Álvaro Holgado
La rabia
Todos miran a su alrededor con la hechura de una suerte de privilegio ético y moral
Siempre me ha fascinado, como si de un fetiche sexual se tratase, la victoria del pequeño frente al grande. Del débil frente al fuerte. De David contra Goliat. La astucia, la maña, ganando a priori, por puro azar, con una probabilidad de uno contra cien, ... a la fuerza bruta, al paternalismo o al mirar por encima del hombro. Es humano. Tendemos habitualmente a eso. Solo a través de la ignorancia, la ceguera o el miedo somos capaces de posicionarnos con aquel que, con todo a favor, se atreve a pisotear al que parte en desventaja.
Son esas pequeñas victorias, de hecho, las que crean las mitologías más potentes, las que consiguen perdurar generación tras generación. Independientemente del país o el continente, las historias de ‘resistencia’ son las únicas capaces de emocionar sin ambages a cualquier colectivo. Es ahí donde se constituyen los antagonismos. De las palabras más gruesas del debate ideológico hasta las luchas intestinas de cualquier pueblacho que se precie. Toda resistencia, por su parte, se cree en «el lado correcto de la historia» y hemos engullido tantos relatos en el cine o en la tele, que hasta el más pintado en la barra de un bar se cree un Braveheart de la vida, o que su causa tiene una nobleza tal que a su lado la lista de Schindler es poca cosa.
Hoy escribo todo esto desde un bar de carretera. Pido el café, abro el ordenador y pienso que posiblemente alguien desde la barra me mira de lejos y me ve como un enemigo. Que en algún lugar del mundo alguien me odia. Y yo, que apenas me levanto de la cama solo pido que el mundo no se me caiga encima y llegar a fin de mes, me siento engullido por una ficción absurda donde elegir una palabra u otra me convierte directamente en el blanco perfecto para el grito furioso o la mirada agria de cualquier desconocido.
A izquierda y derecha veo grupúsculos que me enseñan banderas para que yo rabie como ellos rabian porque en teoría deberían de ofenderme.

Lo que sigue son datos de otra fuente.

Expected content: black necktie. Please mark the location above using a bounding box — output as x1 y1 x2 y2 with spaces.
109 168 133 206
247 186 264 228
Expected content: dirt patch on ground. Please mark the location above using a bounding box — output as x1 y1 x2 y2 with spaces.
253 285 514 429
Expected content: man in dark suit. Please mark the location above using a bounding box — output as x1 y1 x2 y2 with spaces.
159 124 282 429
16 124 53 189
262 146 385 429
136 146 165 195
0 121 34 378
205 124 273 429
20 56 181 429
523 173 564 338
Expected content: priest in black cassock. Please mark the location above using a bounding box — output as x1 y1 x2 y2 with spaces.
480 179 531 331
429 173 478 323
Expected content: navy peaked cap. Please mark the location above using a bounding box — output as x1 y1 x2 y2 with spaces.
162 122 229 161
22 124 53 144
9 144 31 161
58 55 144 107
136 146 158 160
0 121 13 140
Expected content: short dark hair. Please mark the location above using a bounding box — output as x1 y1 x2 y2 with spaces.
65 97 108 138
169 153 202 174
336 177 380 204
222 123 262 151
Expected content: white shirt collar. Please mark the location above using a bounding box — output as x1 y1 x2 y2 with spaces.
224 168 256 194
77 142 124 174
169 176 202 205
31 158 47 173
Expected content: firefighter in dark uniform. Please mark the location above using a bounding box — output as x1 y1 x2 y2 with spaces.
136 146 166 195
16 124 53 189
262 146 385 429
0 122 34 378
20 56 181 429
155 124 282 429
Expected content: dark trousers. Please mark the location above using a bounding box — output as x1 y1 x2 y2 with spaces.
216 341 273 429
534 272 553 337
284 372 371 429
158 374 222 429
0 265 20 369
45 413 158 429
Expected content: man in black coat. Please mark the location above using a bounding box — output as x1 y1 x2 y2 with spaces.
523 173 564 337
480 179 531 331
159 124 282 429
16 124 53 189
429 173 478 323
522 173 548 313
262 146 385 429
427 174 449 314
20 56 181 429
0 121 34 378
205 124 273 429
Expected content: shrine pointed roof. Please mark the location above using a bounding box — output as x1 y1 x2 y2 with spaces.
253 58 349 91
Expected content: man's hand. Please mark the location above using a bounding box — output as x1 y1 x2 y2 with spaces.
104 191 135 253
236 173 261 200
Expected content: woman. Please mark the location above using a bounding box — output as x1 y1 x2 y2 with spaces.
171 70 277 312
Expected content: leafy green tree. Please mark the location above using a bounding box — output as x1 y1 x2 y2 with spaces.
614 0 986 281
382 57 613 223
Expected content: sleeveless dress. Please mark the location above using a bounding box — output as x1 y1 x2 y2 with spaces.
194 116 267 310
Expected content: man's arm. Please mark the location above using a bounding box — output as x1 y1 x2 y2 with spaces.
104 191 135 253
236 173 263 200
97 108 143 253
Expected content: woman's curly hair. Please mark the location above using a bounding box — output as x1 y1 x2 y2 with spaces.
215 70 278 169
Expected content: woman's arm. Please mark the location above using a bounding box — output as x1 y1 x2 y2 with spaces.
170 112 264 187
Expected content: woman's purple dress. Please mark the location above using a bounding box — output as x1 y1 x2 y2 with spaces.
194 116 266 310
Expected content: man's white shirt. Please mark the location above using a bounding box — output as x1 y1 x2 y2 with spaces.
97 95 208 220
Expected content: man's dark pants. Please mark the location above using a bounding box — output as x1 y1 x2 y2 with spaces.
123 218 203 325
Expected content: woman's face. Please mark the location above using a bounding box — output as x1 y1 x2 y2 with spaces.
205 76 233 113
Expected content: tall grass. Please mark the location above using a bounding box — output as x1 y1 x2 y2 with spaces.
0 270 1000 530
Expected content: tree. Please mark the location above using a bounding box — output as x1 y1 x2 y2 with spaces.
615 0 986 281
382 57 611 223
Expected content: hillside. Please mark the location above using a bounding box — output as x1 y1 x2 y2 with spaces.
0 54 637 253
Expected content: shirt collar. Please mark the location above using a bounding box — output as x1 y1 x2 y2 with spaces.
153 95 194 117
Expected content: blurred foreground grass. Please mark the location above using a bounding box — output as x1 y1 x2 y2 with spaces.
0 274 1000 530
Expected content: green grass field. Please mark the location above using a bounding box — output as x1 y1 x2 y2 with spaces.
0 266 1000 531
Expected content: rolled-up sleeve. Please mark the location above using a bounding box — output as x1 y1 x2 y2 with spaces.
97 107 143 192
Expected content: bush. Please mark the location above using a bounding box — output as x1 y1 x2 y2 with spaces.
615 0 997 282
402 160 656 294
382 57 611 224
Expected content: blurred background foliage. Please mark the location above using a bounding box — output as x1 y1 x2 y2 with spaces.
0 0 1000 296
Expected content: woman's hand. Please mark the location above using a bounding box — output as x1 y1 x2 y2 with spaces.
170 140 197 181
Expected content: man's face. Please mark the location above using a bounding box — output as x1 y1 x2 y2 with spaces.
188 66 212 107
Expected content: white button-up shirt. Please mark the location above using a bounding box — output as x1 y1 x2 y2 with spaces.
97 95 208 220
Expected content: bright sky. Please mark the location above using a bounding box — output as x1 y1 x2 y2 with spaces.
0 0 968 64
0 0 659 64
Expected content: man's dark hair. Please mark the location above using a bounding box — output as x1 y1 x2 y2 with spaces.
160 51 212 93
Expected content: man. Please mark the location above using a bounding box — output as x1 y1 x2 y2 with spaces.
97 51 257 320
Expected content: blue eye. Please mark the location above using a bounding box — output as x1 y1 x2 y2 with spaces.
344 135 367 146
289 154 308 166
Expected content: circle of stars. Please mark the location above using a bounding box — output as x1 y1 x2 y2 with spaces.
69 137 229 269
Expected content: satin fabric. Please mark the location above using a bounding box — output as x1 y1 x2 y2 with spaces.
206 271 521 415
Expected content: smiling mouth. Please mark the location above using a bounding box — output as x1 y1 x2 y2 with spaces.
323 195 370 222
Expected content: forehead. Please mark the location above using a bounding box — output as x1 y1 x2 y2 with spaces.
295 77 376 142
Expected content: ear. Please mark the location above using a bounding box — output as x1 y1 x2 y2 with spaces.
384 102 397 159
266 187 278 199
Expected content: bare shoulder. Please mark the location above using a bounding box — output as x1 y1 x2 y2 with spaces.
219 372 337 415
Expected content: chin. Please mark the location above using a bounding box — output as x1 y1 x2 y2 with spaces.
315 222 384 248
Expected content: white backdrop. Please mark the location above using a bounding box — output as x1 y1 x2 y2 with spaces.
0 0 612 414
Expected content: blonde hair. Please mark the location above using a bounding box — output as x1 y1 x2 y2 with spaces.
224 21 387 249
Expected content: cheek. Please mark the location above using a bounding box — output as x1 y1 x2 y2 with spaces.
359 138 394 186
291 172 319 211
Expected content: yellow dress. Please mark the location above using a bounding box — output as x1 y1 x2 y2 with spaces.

Si me quejo de la precarización de los jóvenes en las ciudades, resulta que soy un urbanita, para unos la izquierda caviar, para otros un burgués que no se ha partido en su vida el espinazo.
Si me quejo de que la educación o la cultura dejaron hace tiempo de ser pilares o aspiraciones del Estado, unos me llamarán elitista y otros que no entiendo que la principal misión de un colegio es preparar a los estudiantes de cara a esa cosa abstracta que llamamos mercado o que, yo que sé, que las criptomonedas son el futuro y no me estoy enterando de nada.
Por supuesto, si quiero mandarlos a todos a tomar por saco y volverme al pueblo a sacarme unas oposiciones, no solo estaré romantizando el campo, sino que además se me acusará de mamar de la teta del estado y no emprender. Ni el desertar del diálogo de besugos parece permitido.
Mientras tanto, no paro de oír aseveraciones solemnes apoyadas en un pastiche intelectual infumable, cuando no en la ignorancia misma que se resuelven siempre en el mismo punto: «La puñetera verdad». Y he aquí, observando a los creyentes, que se encuentran todos mis miedos. Sobre todo de aquellos que están dispuestos a morir con su verdad o suspirar condescendientemente desde su atalaya con tal de no mirar a los ojos al diferente.
Todos miran a su alrededor con la hechura de una suerte de privilegio ético y moral. Como si la incapacidad de entenderse o dejarse llevar por la rabia como borregos no fueran en el fondo motivo de vergüenza. Como si el débil, la auténtica resistencia, no fuera ahora mismo aquel que solo pide prudencia, cierta calma o un simple diálogo.
Eso, por desgracia, no salía en las películas y es, por si nadie se está dando cuenta, el inicio prototípico de los episodios más oscuros de la humanidad.